La Champagne « taclée » par un poète bourguignon!

Alors que la Bourgogne et la Champagne jouent désormais dans la même catégorie au sein de l’Unesco, celle des « paysages naturels », l’auteur bourguignon Marc Rozanski(*1) s’amuse à remettre au jour ce poème de Bernard de la Monnoye, un brin taquin avec nos vieux voisins rivaux champenois…

Bernard_de_La_Monnoye

©photo DR

Le vin de Bourgogne

Chère feuillette bourguignonne
Qui loge dans ton sein la vermeille santé
Les plaisirs innocents, la douce liberté,
Et que d’amours badins une troupe environne

Je veux te consacrer ces vers
C’est toi qui d’un muet peut faire un Démosthène
Qui peux à l’idiot, sans étude et sans peine,
Donner en un instant mille talents divers

On voit des soins la noire engeance
Disparaître à l’aspect de ton jus enchanteur
Et le pauvre, que presse un rude collecteur
Perdre le souvenir de sa triste indigence

En vain la table offre des mets
D’un superbe appareil, d’une saveur exquise
Si tu n’es du festin, le bon goût les méprise
Et ne compte pour rien leurs somptueux apprêts

Jusqu’aux Cieux la Champagne élève
De son vin pétillant la riante liqueur
On fait qu’il brille aux yeux, qu’il chatouille le cœur
Qu’il pique l’odorat d’une agréable sève

Mais craignons un poison couvert
L’aspic est sous les fleurs.
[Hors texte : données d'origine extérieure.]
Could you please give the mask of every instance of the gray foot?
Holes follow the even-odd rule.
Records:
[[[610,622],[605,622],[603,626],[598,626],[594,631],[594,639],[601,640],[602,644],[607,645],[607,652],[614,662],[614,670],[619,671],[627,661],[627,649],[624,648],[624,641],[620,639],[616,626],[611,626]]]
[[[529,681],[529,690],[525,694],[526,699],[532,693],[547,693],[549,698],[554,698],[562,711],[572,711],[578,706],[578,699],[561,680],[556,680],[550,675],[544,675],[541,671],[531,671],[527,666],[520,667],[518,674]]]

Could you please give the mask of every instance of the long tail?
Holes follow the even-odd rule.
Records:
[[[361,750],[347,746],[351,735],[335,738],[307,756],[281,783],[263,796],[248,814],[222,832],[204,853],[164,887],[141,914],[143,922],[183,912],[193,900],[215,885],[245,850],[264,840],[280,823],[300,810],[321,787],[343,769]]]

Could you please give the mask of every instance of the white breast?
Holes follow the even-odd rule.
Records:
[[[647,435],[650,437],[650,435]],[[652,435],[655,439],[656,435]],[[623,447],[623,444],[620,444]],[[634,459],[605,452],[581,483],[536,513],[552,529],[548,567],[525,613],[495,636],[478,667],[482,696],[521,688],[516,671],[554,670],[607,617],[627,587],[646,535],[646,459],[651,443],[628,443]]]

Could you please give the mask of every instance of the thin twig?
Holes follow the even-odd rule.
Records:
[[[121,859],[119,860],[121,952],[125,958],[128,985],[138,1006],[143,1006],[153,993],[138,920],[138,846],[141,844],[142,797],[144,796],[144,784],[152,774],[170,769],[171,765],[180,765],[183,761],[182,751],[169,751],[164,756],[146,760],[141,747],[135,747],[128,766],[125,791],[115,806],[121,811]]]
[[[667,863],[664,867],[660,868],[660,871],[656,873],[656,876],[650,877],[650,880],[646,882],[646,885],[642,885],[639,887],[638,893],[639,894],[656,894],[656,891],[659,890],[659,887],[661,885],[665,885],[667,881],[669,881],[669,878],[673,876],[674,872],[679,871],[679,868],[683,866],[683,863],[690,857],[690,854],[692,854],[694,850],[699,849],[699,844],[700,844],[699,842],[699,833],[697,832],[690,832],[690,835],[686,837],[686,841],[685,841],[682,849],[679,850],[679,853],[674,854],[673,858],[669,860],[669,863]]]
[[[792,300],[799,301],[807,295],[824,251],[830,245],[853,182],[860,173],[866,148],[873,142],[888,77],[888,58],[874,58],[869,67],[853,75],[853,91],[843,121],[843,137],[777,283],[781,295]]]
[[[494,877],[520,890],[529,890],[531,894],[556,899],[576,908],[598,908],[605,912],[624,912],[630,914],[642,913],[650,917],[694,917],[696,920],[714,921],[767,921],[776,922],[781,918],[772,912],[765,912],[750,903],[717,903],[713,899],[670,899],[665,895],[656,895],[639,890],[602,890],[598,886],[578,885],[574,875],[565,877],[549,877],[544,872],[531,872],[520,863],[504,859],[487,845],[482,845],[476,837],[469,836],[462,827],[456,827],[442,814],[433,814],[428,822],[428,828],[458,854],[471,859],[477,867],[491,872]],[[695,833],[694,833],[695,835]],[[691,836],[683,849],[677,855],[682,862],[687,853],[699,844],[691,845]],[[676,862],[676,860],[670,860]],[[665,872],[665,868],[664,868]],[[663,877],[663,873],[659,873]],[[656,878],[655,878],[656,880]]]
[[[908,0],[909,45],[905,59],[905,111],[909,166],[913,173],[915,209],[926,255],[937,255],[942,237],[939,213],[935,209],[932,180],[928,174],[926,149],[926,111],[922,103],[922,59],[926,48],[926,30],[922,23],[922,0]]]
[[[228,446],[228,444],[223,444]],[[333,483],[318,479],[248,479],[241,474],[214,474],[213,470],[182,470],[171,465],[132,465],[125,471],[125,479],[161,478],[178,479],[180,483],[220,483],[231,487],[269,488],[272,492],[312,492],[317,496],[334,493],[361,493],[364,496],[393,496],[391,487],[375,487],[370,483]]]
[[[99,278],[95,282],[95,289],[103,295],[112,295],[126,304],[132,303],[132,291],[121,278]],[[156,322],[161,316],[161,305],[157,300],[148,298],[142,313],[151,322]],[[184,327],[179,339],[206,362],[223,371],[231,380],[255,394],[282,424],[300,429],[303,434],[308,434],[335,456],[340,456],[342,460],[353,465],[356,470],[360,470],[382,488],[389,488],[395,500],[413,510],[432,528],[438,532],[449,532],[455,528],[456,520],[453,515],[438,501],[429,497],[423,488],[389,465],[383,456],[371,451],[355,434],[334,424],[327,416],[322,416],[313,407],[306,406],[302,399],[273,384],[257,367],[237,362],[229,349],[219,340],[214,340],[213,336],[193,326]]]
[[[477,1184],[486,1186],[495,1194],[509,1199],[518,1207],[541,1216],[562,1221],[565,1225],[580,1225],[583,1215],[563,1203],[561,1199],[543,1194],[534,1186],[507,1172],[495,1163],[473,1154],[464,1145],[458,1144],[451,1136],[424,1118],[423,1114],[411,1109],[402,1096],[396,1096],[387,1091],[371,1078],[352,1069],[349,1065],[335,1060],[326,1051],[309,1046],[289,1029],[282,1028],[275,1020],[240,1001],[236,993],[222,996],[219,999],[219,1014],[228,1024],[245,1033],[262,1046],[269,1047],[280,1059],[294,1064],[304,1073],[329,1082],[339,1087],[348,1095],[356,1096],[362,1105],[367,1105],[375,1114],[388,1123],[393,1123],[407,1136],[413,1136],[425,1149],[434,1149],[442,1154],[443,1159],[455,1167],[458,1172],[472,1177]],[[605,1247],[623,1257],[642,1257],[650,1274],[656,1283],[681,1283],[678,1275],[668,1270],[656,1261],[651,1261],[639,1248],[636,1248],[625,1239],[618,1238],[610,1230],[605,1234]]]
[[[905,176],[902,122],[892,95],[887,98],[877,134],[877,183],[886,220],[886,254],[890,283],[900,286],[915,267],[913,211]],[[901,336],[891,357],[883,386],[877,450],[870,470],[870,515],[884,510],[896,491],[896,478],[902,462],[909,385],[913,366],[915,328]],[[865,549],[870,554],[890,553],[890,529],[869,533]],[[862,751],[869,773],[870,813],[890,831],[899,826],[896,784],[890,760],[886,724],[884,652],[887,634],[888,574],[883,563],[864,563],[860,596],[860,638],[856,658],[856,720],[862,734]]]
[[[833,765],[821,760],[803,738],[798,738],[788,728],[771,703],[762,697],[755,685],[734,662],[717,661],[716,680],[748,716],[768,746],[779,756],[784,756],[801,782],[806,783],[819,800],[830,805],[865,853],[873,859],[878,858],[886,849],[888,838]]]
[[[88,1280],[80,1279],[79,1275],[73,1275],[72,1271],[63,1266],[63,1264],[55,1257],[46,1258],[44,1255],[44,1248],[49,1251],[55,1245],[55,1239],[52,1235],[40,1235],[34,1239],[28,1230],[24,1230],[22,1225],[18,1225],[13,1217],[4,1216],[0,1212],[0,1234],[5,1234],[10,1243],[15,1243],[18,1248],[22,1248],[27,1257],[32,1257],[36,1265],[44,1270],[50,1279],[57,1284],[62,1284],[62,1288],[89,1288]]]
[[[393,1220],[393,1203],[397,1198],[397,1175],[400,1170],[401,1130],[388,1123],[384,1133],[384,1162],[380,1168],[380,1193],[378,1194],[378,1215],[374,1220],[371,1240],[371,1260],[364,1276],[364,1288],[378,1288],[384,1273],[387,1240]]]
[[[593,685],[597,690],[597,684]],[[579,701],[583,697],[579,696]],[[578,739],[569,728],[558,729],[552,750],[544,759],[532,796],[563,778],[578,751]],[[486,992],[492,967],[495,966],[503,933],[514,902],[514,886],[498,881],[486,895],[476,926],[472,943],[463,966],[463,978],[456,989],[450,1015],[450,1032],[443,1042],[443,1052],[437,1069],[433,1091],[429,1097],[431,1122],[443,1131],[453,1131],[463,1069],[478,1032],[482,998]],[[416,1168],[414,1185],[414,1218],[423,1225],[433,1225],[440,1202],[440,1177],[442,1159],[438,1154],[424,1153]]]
Que seulement par grâce
Quand Beaune aura primé, Reims occupant la place
Vienne légèrement amuser le dessert

A toi, dont je chante la gloire,
Nourrice des vieillards, pleine du lait divin,
Qui réchauffe le sang, et bannit le chagrin
Chère Tonne, à toi seul appartient la victoire

Lorsque par les ans refroidi
On n’a plus ce beau feu que la jeunesse inspire
Que propice autrefois, Apollon se retire
Et que, comme le corps, l’esprit est engourdi

De l’âge, mieux que l’Hippocrève,
Tu guéris, vrai nectar, l’importune froideur
Et soufflant au poète une soudaine ardeur
Du Sophocle glacé tu ranime la veine

Mieux que trompettes et tambours
Tu feras au soldat affronter les alarmes
Lui qui languit à jeun sous le poids de ses armes
Ne les sentira plus, aidé de ton secours

Mais, loin d’exciter la guerre
Toi qui cherche plutôt les danses et les jeux
Sollicite la paix, lente au gré de nos vœux,
De ne plus différer le repos de la terre

Déjà par des soins empressés
Le financier t’appelle à sa table superbe
Et dans peu nos bergers vont, étendus sur l’herbe
Noyer au fond des pots tous leurs ennuis passés

Qu’ailleurs Bacchus, hôte infidèle,
De nuages fâcheux occupe le cerveau
Qu’il mine ailleurs les nerfs, lent et secret bourreau
Ou livre à l’estomac une attaque cruelle

De toi coule un jus précieux
Doux aux nerfs, à la tête, à la poitrine
Et, merveille, surtout, rare en la médecine
Remède en même temps sûr et délicieux

Le sommeil sourd à nos prière
S’enfuit-il loin de nous, attendu vainement?
Ce Dieu, si nous prenons de son sirop charmant
Viendra de ses pavots humecter nos paupières

Mais tout buveur doit se régler
Du modeste Bacchus c’est la loi la plus belle
Il veut qu’on le respecte, et malheur au rebelle
Dont l’indigne attentat ose le violer

Veille toujours, aimable Tonne
Veille à fortifier la Royale santé
Afin que sous Louis la France en sûreté
Puisse dompter enfin la fureur de Bellone

Ainsi donc, que tout d?une voix,
Ton vin qu’en ses coteaux la Bourgogne voit naître
Des vins les plus fameux soit reconnu le maître
Utile aux jours du Prince et digne de son choix

(*1)« J’aime assez la façon qu’il a de tacler la Champagne » nous dit Marc Rozanski, à propos de Bernard de La Monnoye, héros de son roman policier Poète et imposteurs. Bernard de La Monnoye, l’un de nos académiciens, vécut à l’époque de Louis XIV et fut notamment connu pour ses Noêls bourguignons.